F Wachenhusen Boizenburg.jpg Markt in Boizenburg Ende des 19.Jahrh. (Abb. aus: commons.wikimedia.org, CCO)

Erst ab der ersten Hälfte des 18.Jahrhunderts schienen wieder einzelne jüdische „Handelsleute“ in Boizenburg ansässig gewesen zu sein, die als „Schutzjuden“ des Herzogs bzw. des späteren Großherzogs zu Mecklenburg diesem abgabepflichtig waren. Die ersten belegbaren Hinweise sind zwei Schutzbriefe, die im Jahre 1753 auf die beiden Juden Abraham Salomon und Joseph Levin ausgestellt worden waren. Für dieses Wohn-Privileg mussten beide jährlich je 12 Reichstaler Schutzgeld zahlen. (Anm.: Schutzbriefe wurden hier übrigens bis ca. 1845 ausgestellt! ) Die Anwesenheit jüdischer Handelsleute stieß aber auf den Unwillen des Boizenburger Stadtrates, der für seine Handwerker und Kaufleute unliebsame Konkurrenz fürchtete.

Das Vorhandensein einer selbstständigen jüdischen Kultusgemeinde kann erst gegen Mitte des 19.Jahrhunderts nachgewiesen werden. Seit 1768 besaßen die Juden Boizenburgs einen eigenen Friedhof auf einer Anhöhe am westlichen Stadtrand und seit 1799 eine Synagoge in der Kleinen Wallstraße; das Boizenburger Synagogengebäude war ein reiner Fachwerkbau.

Bereits in den 1840er Jahren befand sich das Gebäude - trotz permanenter Reparaturen - in einem verfallenen Zustand. 1864 erfolgte deshalb eine größere Instandsetzung und Modernisierung der Synagoge - auch mit finanzieller Unterstützung der Landesregierung; so wurde u.a. auch die aus Fachwerk gestaltete Front- und Rückseite mit einer gemauerten Ziegelsteine-Fassade verkleidet.

 

Ehem. Synagogengebäude (Aufn. infestus, 2015, aus: wikipedia.org, CC BY-SA 3.0)

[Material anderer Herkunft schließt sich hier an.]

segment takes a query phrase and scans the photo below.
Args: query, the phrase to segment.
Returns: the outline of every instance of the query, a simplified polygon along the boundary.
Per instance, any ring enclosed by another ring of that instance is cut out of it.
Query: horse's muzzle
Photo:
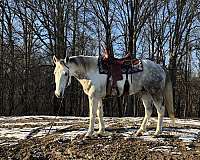
[[[63,98],[63,96],[61,95],[61,93],[58,93],[56,91],[55,91],[55,95],[56,95],[57,98]]]

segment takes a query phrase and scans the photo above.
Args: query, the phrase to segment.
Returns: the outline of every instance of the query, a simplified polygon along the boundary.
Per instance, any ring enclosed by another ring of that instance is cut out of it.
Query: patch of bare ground
[[[125,139],[120,135],[82,140],[63,139],[53,134],[42,138],[20,140],[17,145],[1,146],[1,159],[189,159],[200,160],[200,141],[184,143],[175,141],[142,141]]]

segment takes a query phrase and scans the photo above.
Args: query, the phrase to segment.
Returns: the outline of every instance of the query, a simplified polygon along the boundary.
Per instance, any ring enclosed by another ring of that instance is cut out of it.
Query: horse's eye
[[[67,72],[64,72],[64,75],[65,75],[65,76],[68,76]]]

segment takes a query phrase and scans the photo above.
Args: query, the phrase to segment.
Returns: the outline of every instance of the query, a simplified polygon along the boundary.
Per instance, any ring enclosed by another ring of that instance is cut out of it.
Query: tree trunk
[[[4,7],[4,0],[2,0],[2,7]],[[3,71],[3,57],[4,57],[4,9],[1,7],[1,39],[0,39],[0,115],[4,111],[4,71]]]

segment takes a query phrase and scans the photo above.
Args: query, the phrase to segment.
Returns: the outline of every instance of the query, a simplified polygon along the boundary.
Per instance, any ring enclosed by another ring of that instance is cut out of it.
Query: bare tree
[[[101,0],[101,1],[91,1],[90,4],[93,8],[93,13],[100,22],[103,24],[105,31],[105,46],[110,54],[110,57],[114,57],[113,46],[112,46],[112,23],[115,11],[111,10],[112,3],[110,1]]]

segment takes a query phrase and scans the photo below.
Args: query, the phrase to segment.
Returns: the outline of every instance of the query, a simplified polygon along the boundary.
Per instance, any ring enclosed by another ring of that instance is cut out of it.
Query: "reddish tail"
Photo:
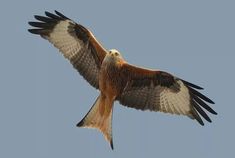
[[[113,149],[112,138],[113,102],[99,96],[86,116],[77,124],[78,127],[95,128],[101,131]]]

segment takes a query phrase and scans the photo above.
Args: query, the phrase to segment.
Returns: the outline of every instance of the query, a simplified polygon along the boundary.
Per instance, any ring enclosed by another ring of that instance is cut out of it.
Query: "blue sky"
[[[233,1],[0,2],[0,157],[234,156]],[[49,42],[29,34],[33,15],[58,10],[88,27],[130,63],[201,85],[217,116],[204,127],[187,117],[115,103],[114,151],[76,124],[99,92]]]

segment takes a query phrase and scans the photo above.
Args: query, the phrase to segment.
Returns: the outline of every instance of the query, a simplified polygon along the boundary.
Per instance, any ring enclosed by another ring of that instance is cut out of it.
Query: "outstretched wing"
[[[140,110],[186,115],[204,125],[200,115],[211,122],[204,110],[217,114],[207,103],[212,100],[197,90],[203,88],[163,71],[153,71],[125,63],[121,74],[123,91],[117,100],[124,106]],[[207,102],[207,103],[206,103]]]
[[[28,31],[50,41],[92,86],[99,88],[98,73],[106,50],[82,25],[58,11],[45,14],[45,17],[35,15],[38,21],[29,25],[36,28]]]

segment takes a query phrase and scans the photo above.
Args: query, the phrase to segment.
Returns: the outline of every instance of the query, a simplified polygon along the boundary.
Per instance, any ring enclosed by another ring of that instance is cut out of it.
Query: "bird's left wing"
[[[196,89],[201,87],[173,75],[148,70],[124,63],[120,72],[123,79],[122,93],[117,100],[124,106],[140,110],[161,111],[186,115],[204,125],[200,115],[211,122],[204,110],[217,114],[206,102],[212,100]]]
[[[58,11],[45,14],[35,15],[38,21],[29,24],[36,28],[28,31],[50,41],[92,86],[99,88],[98,73],[106,50],[84,26]]]

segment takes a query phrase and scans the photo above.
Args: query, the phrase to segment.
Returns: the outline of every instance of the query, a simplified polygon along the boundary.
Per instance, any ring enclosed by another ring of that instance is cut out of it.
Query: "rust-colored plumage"
[[[50,41],[100,95],[78,127],[101,131],[113,149],[112,112],[114,101],[140,110],[186,115],[204,125],[201,116],[211,119],[204,110],[217,114],[208,103],[212,100],[197,90],[203,88],[167,72],[149,70],[128,64],[121,54],[105,50],[85,27],[63,14],[45,12],[29,22],[38,34]]]

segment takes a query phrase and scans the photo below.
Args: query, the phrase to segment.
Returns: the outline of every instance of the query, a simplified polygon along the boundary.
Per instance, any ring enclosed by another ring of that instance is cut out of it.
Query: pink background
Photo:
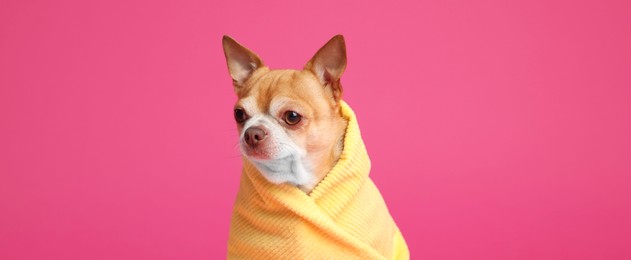
[[[476,3],[473,3],[476,2]],[[220,259],[221,36],[345,99],[416,259],[631,259],[629,1],[0,4],[0,259]]]

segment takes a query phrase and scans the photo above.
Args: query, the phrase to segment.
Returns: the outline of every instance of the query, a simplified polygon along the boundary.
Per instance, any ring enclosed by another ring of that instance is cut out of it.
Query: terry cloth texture
[[[348,120],[339,161],[307,195],[268,182],[243,160],[234,205],[230,259],[409,259],[399,228],[375,184],[355,114]]]

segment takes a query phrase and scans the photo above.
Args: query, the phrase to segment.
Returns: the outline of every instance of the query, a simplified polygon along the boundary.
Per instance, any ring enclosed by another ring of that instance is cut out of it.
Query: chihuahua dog
[[[344,38],[329,40],[303,70],[270,70],[229,36],[223,48],[238,96],[234,118],[242,154],[268,181],[310,193],[343,148]]]
[[[228,36],[223,48],[244,158],[228,258],[408,259],[341,99],[344,38],[329,40],[302,70],[270,70]]]

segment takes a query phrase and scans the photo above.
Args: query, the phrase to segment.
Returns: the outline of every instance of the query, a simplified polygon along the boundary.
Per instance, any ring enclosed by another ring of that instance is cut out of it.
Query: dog
[[[234,119],[244,159],[228,256],[409,257],[368,179],[370,163],[354,113],[342,101],[344,37],[330,39],[302,70],[269,69],[229,36],[223,49],[238,98]],[[373,212],[370,218],[361,207]],[[306,224],[313,228],[305,231]]]
[[[270,70],[229,37],[224,50],[239,98],[240,148],[270,182],[309,193],[337,162],[346,121],[340,114],[344,38],[331,39],[304,70]]]

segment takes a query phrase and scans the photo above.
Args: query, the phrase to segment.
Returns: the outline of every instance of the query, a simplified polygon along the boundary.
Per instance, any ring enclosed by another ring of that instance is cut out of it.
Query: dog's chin
[[[271,153],[265,149],[243,147],[243,155],[270,182],[291,183],[297,186],[311,185],[313,175],[309,166],[298,152]]]

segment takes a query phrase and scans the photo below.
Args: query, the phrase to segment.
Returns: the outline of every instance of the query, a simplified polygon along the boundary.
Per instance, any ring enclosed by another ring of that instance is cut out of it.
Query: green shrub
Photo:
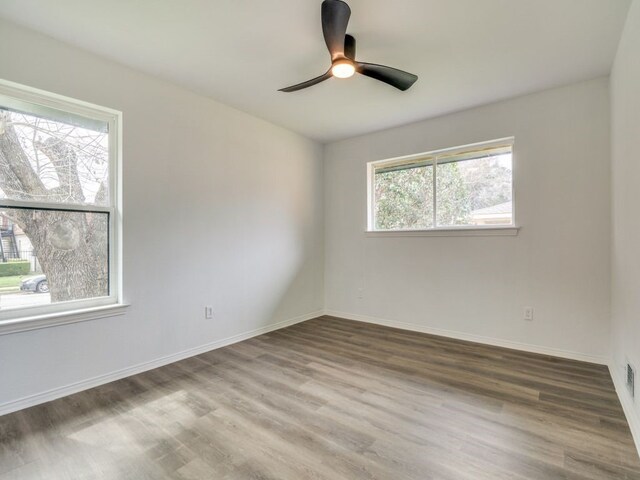
[[[17,261],[0,263],[0,277],[12,277],[14,275],[27,275],[31,271],[31,262]]]

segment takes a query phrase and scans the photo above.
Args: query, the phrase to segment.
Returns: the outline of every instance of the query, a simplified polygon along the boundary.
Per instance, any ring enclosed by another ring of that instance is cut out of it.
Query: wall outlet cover
[[[528,321],[533,320],[533,307],[524,307],[524,319]]]

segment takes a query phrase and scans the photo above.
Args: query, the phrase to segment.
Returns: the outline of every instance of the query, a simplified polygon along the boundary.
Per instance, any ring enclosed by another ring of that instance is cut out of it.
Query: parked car
[[[47,277],[44,275],[27,277],[20,283],[20,290],[23,292],[49,293]]]

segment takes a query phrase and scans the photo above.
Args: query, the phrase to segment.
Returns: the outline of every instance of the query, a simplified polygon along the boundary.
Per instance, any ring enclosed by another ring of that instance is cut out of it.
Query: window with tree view
[[[117,118],[1,86],[0,318],[117,301]]]
[[[513,139],[369,164],[369,230],[513,226]]]

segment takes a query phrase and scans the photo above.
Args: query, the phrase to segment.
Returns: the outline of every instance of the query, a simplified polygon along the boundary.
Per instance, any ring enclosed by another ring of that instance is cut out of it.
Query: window
[[[369,231],[513,227],[513,139],[371,162]]]
[[[0,83],[0,321],[120,301],[119,122]]]

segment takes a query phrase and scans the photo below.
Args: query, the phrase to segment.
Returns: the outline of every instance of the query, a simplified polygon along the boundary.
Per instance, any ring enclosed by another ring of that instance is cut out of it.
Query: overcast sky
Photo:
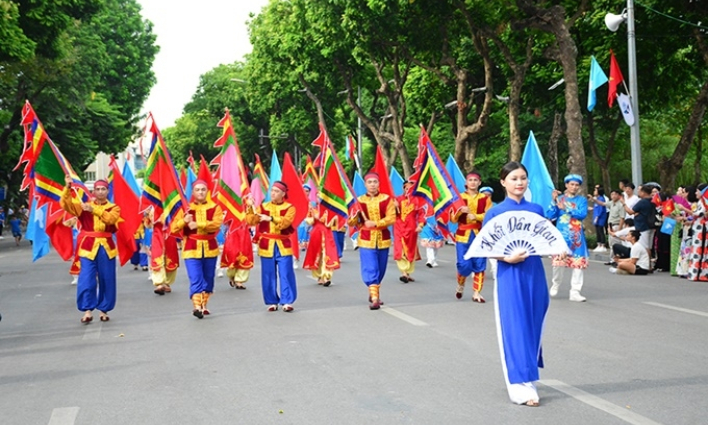
[[[160,46],[152,66],[157,84],[143,110],[164,129],[182,115],[200,75],[251,52],[248,14],[258,14],[268,0],[138,1]]]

Die Wiedereröffnung und feierliche Einweihung der umgebauten Synagoge Ende September 1864 erfolgte durch den Landesrabbiner Dr. Salomon Cohn. Über dieses "Ereignis" erschien im „Wochenblatt für Boizenburg, Hagenow, Wittenburg und Umgebung” am 1.Oktober 1864 folgender Bericht:

28.September. Gestern fand die Einweihung der hiesigen neu erbauten Synagoge statt. Das Gebäude, eine Zierde der Stadt, ist in neuem Styl erbaut, von innen und außen ein freundliches, seinem Zweck entsprechendes Gotteshaus.  Nachmittags 3 Uhr bewegte sich der Festzug unter passender Musikbegleitung ... durch einen Theil der Stadt. Vorauf gingen vier kleine Mädchen, in deren Mitte ein Knabe, mit einem Kissen den Schlüssel der Synagoge tragend, hieran schlossen sich die jungen Damen, alle weiß gekleidet, denen folgten die drei Bauwerkmeister, die Behörden der Stadt und des Amtes, der Landesrabbiner und die Träger der sehr schön geschmückten fünf Thorarollen, ... Angekommen am Portal der Synagoge überreichte der Vorsteher ... dem Herrn Bürgermeister ... den Schlüssel zur Synagoge. In der kleinen Ansprache bei der Überreichung des Schlüssels hob derselbe hervor, wie durch göttliche Gnade und Hülfe wohlthätiger Menschen dies Haus aufgebaut sei und sprach dem Herrn Bürgermeister für dessen reges und freundliches Entgegenkommen zur Förderung des Baues seinen Dank aus, worauf Herr Bürgermeister Bürger nach einer kurzen aber treffenden und herzlichen Ansprache an die israelitische Gemeinde die Thür der Synagoge öffnete. ... Eingeleitet wurde diese (Feier) durch deutsche und hebräische Gesänge, worauf der Landesrabbiner, Herr Dr. Cohn, die Weihpredigt hielt ... Im Schlußgebet gedachte er auch vor Allem Sr.Königl. Hoheit dem Großherzog und Ihrer Königl. Hoheit der Frau Großherzogin ebenso Ihrer Königl. Hoheit der Frau Erbgroßherzogin, welche der kleinen Gemeinde zum Aufbau des Gotteshauses aufs Huldvollste reiche Spenden zu Theil werden ließen. Ein Schlußgesang endete die schöne und würdige Feier.

 

Wegen stark schwindender Mitgliederzahlen konnte das Synagogengebäude nicht mehr unterhalten werden und wurde 1892 an die Freimaurerloge "Vesta zu den drei Türmen" verkauft. Die wenigen noch verbliebenen jüdischen Gemeindemitglieder trafen sich nun im Betraum eines Privathauses.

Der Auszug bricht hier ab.